This page collects notes about the use by Java of the hardware control stack.

Interpreter Stack Frames

An interpreter stack frame consists of four main parts: a variable part containing locals is shared with the caller, a fixed part is addressed by the frame pointer FP, a variable below that contains zero or more locally locked monitors, and a variable part just above SP contains the JVM temporary stack. (On x86 this last part is directly addressed by SP (rsp). Some CPUs other than x86 make alignment requirements on SP, or require information to be stored there, such as register windows. On these CPUs, a separate register may be used to point to the Java VM stack top, inside the variable part, which varies more slowly.) The fixed part contains the basic state variables for the interpreter, plus information for sizing the variable part.

The machine-dependent code for frame layout is in files like frame_x86.hpp, which are included into type type frame.

Here is the layout (which is typical) for the x86 assembly-based interpreter. It is set up by InterpreterGenerator::generate_normal_entry. Items are presented in descending order of memory:

last_sp

The value last_sp is stored by InterpreterMacroAssembler::prepare_to_jump_from_interpreted and read by TemplateInterpreterGenerator::generate_return_entry_for, which pops the arguments (very late) in the expression lea(rsp, ...). So last_sp points (dangerously) to outgoing arguments owned by the callee. Note that the callee is free to modify those arguments, and even change oops to ints and vice versa, since they are the callee's locals. With invokedynamic, low-level adapters between the caller and callee may also rearrange the arguments. All these changes would look to the caller like scribbling. Therefore, even though the caller has a last_sp which appear to point at an outgoing argument list, it would be an error to read or write that memory.

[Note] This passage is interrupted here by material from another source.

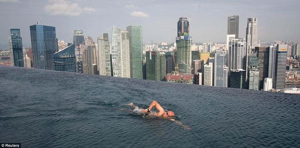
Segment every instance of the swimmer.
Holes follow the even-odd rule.
[[[133,103],[132,105],[133,105]],[[158,112],[157,113],[157,114],[156,115],[157,116],[166,117],[173,117],[175,116],[175,114],[173,111],[168,111],[166,112],[165,111],[165,110],[157,102],[155,101],[152,101],[152,102],[149,106],[149,108],[146,109],[142,110],[142,112],[145,113],[149,112],[150,111],[151,111],[151,109],[153,107],[156,107],[156,108],[158,110]]]
[[[136,108],[138,108],[138,107],[133,105],[133,103],[131,103],[127,105],[134,107]],[[153,115],[157,116],[159,117],[169,117],[166,118],[169,119],[171,121],[175,121],[176,123],[182,126],[183,128],[185,130],[190,130],[191,128],[190,127],[189,127],[186,125],[184,125],[181,122],[178,121],[174,119],[171,118],[173,118],[175,117],[175,114],[174,114],[173,111],[168,111],[166,112],[165,111],[165,110],[157,102],[155,101],[153,101],[150,104],[150,106],[149,106],[149,108],[146,109],[142,110],[141,111],[142,112],[144,113],[149,113],[150,115],[152,115],[151,114],[152,114],[152,113],[150,111],[151,110],[151,109],[154,107],[156,107],[156,108],[159,111],[157,113],[155,113],[154,114],[154,115]]]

In frame::oops_interpreted_do there is a special stanza (guarded by map->include_argument_oops()) to handle the outgoing arguments; it is used only in cases where a call has blocked in the linker and the callee has not been determined yet. Outgoing argument oops will never be processed twice; this would cause duplication in the root set which breaks the GC (throwing asserts, in debug builds). The logic that prevents this from happening is inside OopMapCache::compute_one_oop_map, which avoids pointing the InterpreterFrameClosure at the wrong parts of the expression stack which might have been scribbled. (Even though last_sp points at those wrong parts.)